Local productions screening include Carlsen’s Memory of My Melancholy Whores.

Tonight, Danish director Carl Th Dreyer will return to the screen in the world premiere of Australian-British actor, director and choreographer Stuart Lynch’s Dreyer, the Tyrannical Dane, a film and theatre show which will launch CPH PIX 2012 – the fourth Copenhagen International Film Festival, which runs through April 29.

Commissioned by the festival, the performance stars Norwegian-Danish actor Baard Owe, who played in Dreyer’s last film, Gertrud (1964) – and it will be staged at Copenhagen’s Dagmar Teatret, where Dreyer was cinema director for 16 years.

Tomorrow’s opening film will be Finnish director Timo Vuorensola’s dark sci-fi comedy, Iron Sky, introduced by Vuorensola and producer Tero Kaukoma; released last week (April 4) in Finland to become No 1 on the charts, it took 164,000 admissions from 164 screens during Easter weekend in Germany.

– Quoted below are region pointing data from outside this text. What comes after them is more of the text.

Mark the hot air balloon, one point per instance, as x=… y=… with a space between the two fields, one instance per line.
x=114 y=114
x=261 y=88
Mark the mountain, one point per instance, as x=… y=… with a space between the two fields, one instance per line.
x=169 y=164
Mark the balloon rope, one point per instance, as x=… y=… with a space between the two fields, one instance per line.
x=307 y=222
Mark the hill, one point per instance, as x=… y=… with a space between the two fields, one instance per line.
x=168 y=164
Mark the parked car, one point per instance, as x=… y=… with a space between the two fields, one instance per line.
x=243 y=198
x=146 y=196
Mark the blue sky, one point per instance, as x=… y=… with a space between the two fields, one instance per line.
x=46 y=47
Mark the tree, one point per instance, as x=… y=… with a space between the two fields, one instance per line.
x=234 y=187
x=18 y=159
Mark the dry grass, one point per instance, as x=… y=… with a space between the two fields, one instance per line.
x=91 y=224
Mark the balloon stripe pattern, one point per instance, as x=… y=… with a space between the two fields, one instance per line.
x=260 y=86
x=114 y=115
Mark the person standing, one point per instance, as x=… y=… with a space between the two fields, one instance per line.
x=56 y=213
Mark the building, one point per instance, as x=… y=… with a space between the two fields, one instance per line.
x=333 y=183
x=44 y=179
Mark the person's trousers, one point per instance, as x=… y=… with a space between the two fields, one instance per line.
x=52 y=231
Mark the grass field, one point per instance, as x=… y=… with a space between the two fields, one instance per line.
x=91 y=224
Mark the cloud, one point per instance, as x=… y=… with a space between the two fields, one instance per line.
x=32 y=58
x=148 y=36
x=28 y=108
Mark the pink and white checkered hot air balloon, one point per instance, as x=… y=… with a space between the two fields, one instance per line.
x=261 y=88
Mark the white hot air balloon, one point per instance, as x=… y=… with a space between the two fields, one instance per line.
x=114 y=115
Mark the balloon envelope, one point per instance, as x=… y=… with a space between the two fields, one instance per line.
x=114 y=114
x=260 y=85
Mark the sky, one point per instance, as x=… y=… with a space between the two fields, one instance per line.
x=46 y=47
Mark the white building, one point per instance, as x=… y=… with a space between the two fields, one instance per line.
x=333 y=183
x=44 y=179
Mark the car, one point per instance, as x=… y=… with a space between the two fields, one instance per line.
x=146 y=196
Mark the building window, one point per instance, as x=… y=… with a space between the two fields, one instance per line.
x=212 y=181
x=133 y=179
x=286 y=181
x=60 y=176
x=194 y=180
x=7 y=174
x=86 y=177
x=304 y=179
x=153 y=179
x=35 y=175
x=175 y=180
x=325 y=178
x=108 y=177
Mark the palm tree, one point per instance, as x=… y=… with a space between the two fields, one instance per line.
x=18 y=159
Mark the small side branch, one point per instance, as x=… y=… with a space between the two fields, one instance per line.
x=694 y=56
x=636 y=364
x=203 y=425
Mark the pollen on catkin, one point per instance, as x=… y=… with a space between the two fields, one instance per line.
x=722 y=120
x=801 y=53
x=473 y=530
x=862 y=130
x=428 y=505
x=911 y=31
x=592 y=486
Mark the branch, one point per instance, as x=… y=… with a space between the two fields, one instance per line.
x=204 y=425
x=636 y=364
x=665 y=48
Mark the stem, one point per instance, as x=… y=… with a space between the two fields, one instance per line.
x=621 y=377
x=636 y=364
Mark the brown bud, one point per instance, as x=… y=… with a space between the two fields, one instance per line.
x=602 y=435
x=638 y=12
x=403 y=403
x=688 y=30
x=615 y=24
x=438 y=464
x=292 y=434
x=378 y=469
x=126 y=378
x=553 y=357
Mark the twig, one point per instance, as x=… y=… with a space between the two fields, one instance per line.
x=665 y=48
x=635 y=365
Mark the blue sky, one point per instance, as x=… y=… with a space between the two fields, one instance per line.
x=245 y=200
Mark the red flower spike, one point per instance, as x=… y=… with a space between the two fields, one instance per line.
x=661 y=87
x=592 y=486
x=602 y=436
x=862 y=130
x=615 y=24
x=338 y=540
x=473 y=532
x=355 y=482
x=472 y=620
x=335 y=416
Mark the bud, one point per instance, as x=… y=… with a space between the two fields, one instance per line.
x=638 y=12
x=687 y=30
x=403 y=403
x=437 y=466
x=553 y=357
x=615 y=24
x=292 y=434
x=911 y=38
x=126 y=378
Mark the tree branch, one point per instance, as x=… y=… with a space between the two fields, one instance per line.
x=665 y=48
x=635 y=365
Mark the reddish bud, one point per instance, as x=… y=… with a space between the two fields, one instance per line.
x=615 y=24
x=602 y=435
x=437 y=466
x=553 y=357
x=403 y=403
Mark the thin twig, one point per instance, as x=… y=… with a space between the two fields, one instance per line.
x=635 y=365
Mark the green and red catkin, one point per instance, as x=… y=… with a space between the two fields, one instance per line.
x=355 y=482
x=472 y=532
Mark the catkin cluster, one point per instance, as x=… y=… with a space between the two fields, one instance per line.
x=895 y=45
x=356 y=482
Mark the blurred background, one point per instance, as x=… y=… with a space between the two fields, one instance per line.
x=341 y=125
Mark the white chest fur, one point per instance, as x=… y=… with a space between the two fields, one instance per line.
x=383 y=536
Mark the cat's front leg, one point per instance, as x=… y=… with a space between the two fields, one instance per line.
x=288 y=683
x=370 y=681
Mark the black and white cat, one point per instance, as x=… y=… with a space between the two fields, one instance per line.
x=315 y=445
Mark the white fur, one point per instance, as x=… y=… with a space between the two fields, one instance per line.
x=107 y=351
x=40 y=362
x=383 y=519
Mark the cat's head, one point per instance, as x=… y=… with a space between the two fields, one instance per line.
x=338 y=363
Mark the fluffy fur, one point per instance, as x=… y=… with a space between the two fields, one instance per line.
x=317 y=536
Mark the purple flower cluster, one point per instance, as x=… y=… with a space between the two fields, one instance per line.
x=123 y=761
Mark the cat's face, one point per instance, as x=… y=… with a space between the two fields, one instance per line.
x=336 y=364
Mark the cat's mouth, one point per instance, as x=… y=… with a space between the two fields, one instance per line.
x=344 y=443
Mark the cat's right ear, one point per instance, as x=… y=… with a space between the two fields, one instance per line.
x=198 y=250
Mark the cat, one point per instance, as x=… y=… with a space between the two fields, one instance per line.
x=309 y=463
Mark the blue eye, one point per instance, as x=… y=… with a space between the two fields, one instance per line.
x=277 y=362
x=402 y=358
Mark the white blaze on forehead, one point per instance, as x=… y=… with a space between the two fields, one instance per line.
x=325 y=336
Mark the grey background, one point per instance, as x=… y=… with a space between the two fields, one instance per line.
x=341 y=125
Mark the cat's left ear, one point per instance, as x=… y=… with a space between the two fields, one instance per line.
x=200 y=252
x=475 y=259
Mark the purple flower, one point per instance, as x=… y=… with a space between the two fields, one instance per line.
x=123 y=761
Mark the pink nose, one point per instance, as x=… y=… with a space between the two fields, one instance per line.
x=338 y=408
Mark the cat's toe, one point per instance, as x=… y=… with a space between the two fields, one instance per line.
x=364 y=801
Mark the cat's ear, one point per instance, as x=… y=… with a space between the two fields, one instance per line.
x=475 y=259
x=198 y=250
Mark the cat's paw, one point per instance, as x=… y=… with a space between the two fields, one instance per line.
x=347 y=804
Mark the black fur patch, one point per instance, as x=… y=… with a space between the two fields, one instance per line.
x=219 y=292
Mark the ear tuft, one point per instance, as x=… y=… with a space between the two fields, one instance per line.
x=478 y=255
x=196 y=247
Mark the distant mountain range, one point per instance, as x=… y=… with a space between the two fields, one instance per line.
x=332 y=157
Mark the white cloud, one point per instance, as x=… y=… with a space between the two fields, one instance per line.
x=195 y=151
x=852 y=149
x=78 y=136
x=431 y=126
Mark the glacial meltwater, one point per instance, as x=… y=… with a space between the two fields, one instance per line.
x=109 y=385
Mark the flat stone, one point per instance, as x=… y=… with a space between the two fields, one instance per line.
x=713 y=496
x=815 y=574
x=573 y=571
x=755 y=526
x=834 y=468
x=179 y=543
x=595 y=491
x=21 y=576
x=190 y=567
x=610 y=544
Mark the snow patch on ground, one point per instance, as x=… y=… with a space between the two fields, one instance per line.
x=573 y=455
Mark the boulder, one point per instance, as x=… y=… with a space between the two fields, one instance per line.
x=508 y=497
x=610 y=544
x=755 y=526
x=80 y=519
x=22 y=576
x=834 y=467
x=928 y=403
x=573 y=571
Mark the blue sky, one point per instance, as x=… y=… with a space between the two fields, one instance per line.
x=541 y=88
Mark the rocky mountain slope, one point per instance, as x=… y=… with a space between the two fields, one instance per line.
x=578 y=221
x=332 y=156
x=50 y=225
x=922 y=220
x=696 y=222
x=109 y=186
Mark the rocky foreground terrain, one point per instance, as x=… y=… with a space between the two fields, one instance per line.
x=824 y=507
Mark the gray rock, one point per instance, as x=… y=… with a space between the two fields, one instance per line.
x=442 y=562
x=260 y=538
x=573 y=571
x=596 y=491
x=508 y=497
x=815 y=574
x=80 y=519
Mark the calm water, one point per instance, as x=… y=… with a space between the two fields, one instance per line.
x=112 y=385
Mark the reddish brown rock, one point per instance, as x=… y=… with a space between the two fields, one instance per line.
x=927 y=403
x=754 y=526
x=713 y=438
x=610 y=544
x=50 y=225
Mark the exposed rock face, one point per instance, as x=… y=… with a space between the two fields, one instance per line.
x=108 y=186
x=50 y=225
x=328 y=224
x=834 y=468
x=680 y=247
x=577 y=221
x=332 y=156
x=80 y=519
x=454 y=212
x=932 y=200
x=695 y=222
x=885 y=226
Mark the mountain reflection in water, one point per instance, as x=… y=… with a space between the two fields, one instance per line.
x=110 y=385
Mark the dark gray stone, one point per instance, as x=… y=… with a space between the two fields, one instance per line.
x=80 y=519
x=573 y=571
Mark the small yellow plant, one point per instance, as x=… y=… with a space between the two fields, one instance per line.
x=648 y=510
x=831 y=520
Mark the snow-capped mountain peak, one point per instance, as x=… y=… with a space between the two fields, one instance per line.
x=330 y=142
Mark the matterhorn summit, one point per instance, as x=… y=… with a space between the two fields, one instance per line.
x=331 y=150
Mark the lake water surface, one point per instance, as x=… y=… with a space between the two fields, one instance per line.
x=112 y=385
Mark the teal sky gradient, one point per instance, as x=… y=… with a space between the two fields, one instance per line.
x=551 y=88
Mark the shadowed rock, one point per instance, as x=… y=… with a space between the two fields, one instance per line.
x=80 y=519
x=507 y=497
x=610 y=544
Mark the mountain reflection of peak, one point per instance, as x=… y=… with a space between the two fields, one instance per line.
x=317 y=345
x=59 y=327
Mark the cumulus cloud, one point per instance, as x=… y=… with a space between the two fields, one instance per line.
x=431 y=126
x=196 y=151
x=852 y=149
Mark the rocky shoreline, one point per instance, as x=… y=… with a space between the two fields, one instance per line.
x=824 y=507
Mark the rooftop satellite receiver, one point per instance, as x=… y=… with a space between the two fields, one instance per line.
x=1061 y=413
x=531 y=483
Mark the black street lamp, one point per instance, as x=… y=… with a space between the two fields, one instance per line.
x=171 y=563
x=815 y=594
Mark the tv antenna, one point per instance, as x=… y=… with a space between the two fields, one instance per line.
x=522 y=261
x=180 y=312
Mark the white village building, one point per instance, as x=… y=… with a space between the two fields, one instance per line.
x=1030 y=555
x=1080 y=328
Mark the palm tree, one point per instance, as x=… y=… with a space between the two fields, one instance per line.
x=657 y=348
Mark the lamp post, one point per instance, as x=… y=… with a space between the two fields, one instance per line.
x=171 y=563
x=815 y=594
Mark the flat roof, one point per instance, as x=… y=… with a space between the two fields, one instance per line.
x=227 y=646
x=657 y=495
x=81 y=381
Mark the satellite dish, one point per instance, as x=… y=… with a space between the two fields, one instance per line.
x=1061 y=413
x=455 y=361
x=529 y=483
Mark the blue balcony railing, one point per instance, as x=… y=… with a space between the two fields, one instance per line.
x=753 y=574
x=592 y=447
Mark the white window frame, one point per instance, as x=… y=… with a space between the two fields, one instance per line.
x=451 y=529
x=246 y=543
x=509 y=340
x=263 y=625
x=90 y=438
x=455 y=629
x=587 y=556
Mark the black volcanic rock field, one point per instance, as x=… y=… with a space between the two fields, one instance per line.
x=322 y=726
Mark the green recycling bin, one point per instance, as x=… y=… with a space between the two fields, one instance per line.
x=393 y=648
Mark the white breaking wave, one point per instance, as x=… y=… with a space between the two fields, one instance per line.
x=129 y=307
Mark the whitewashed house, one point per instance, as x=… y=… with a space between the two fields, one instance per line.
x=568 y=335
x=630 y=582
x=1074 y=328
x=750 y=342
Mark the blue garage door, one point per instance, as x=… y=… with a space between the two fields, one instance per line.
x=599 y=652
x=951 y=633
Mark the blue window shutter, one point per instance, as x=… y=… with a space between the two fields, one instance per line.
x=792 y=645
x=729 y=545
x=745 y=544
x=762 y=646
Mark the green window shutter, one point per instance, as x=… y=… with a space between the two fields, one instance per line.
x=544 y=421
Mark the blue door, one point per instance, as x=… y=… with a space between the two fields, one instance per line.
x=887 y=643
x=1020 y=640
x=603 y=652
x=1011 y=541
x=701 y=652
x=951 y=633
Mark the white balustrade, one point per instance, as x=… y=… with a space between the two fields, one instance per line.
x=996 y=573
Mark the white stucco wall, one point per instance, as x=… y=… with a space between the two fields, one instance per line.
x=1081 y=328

”I think we have this year found a good balance between films, popular events and cinema-related concerts, adding an extensive programme for the industry,” said festival director Jacob Neiiendam, who has scheduled 158 movies for eight Copenhagen (and two provincial) theatres.

Danish veteran director Henning Carlsen’s Memory of My Melancholy Whores will spearhead the selection of local productions, also including Anders Rønnow Klarlund’s The Secret Society of Fine Arts, Frederikke Aspöck’s Out of Bounds (Labrador) and Icelandic director Runár Runársson’s Volcano (Eldfjall).

Ten international feature debuts will compete for the €30,000 New Talent Grand PIX, judged by a jury of French director Mia Hansen-Løve (who also shows three of her own films), German director Matthias Glasner (screening Mercy), and Indian director Anurag Kayshap.

The annual retrospective focuses on the late Italian director Carmelo Bene with five films; Maestros covers new works by established filmmakers such as Francis Ford Coppola, Abel Ferrara, Guy Maddin, Aleksandr Sokurov and the Dardenne Brothers; Front Runners introduces the voices of the future.

Prohibitive Denmark presents films banned in Denmark from pre-1969 porn and erotica, with a compilation of scenes which the film censors cut. Spotlights are directed at Germany, Italy and Iran, and US director Jonathan Demme concludes his Neil Young trilogy with Journeys.